Concernant leur champ d’application, ces contrats s’étendent aux professionnels de santé libéraux, ceux exerçant au sein d’établissement de santé, ceux exerçant à la fois au sein d’établissements de santé et en tant que libéral et enfin les remplaçants desdits praticiens.

Après avoir précisé ces éléments préliminaires, il convient de s’intéresser à l’étendue même de la garantie dans le temps et en montant.

B) L’étendue de la garantie

1) La limitation dans le temps

a) La reprise du passé inconnu

L’article L 251-2 alinéa 3 du code des assurances prévoit que tout contrat d’assurance conclu en application de l’article L. 1142-2 du code de la santé publique garantit l’assuré contre les conséquences pécuniaires des sinistres pour lesquels la première réclamation est formée pendant la période de validité du contrat, quelle que soit la date des autres éléments constitutifs du sinistre, dès lors que le fait dommageable est survenu dans le cadre des activités de l’assuré garanties au moment de la première réclamation. Il s’agit de la reprise du passé inconnu par l’assureur délivrant le contrat en vigueur, notion sujette à débat.

En vertu de l’alinéa 6 de l’article L251-2 du code des assurances et énoncé sous forme d’exclusion, il est prévu une exception selon laquelle le contrat ne garantit pas les sinistres dont le fait dommageable est connu de l’assuré à la date de la souscription. A contrario, l’assureur devra garantir les sinistres dont le fait dommageable demeure inconnu de l’assuré lors de la souscription du contrat.

La notion de passé connu ou inconnu de la part de l’assuré appelle plusieurs interrogations. Tout d’abord, on peut se demander quels critères doivent déterminer la connaissance par l’assuré du fait dommageable concerné(67). De plus, il s’agit de savoir comment est déterminé le moment à partir duquel on considère que l’assuré avait connaissance dudit fait(68).

Ces questions ne sont en effet pas futiles puisqu’elles ont donné lieu à plusieurs interprétations mises à mal par la Convention de gestion des sinistres portant sur l’application de la garantie dans le temps, notamment la détermination du passé connu/inconnu en assurances responsabilité médicale du 18 décembre 2007 applicable depuis le 1er janvier 2008. Cette dernière est issue de l’accord entre les sociétés d’assurances membres de la FFSA et du Groupement des entreprises d’assurances mutuelles (GEMA) et a le mérite d’instaurer une uniformité quant à l’interprétation des notions de passé connu et de passé inconnu(69).

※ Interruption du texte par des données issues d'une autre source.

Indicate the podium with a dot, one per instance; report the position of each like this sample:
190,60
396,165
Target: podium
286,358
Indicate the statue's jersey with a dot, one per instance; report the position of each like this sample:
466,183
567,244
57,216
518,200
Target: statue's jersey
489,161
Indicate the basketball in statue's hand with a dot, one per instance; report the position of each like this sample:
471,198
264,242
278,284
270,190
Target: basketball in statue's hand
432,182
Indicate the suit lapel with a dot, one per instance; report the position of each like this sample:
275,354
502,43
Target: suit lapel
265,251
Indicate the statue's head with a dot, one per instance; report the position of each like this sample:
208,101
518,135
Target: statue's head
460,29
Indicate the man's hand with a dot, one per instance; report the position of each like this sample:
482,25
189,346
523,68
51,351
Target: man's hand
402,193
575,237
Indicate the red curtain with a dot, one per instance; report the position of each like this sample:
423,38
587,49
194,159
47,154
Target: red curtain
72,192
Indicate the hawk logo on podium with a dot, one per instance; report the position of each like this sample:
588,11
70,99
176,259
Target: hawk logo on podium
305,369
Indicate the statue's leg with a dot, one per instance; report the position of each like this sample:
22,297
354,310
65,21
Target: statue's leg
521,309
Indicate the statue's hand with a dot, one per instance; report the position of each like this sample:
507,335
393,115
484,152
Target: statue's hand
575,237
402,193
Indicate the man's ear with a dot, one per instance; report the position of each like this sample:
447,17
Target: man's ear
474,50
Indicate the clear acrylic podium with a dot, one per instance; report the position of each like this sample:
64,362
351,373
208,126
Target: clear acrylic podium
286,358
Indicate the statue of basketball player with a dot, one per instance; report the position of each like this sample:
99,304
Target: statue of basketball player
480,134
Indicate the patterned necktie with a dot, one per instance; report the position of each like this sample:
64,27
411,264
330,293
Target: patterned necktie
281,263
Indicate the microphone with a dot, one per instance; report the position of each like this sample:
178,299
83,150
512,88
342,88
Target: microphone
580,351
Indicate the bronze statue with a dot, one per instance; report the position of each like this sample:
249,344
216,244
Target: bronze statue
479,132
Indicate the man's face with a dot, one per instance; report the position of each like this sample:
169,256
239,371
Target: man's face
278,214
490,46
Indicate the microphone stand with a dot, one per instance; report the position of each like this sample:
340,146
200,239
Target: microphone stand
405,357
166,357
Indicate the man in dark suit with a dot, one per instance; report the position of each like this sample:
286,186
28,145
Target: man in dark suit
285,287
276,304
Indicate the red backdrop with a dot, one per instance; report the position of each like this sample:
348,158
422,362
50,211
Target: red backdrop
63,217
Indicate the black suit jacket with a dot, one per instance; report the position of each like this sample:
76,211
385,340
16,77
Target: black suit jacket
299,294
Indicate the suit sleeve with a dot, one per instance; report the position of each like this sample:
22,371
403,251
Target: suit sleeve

L’article 8 de la convention prévoit que « l’enquête pénale (y compris la plainte contre X), l’enquête administrative, la mise en place d’un entretien prévu par l’article L 1142-4 du code de la santé publique, la plainte ordinale contre le souscripteur du contrat et la lettre informant l’assuré de la saisine de commission régionale de conciliation et d’indemnisation (CRCI) » constituent des critères suffisants pour qualifier un fait dommageable comme connu de l’assuré.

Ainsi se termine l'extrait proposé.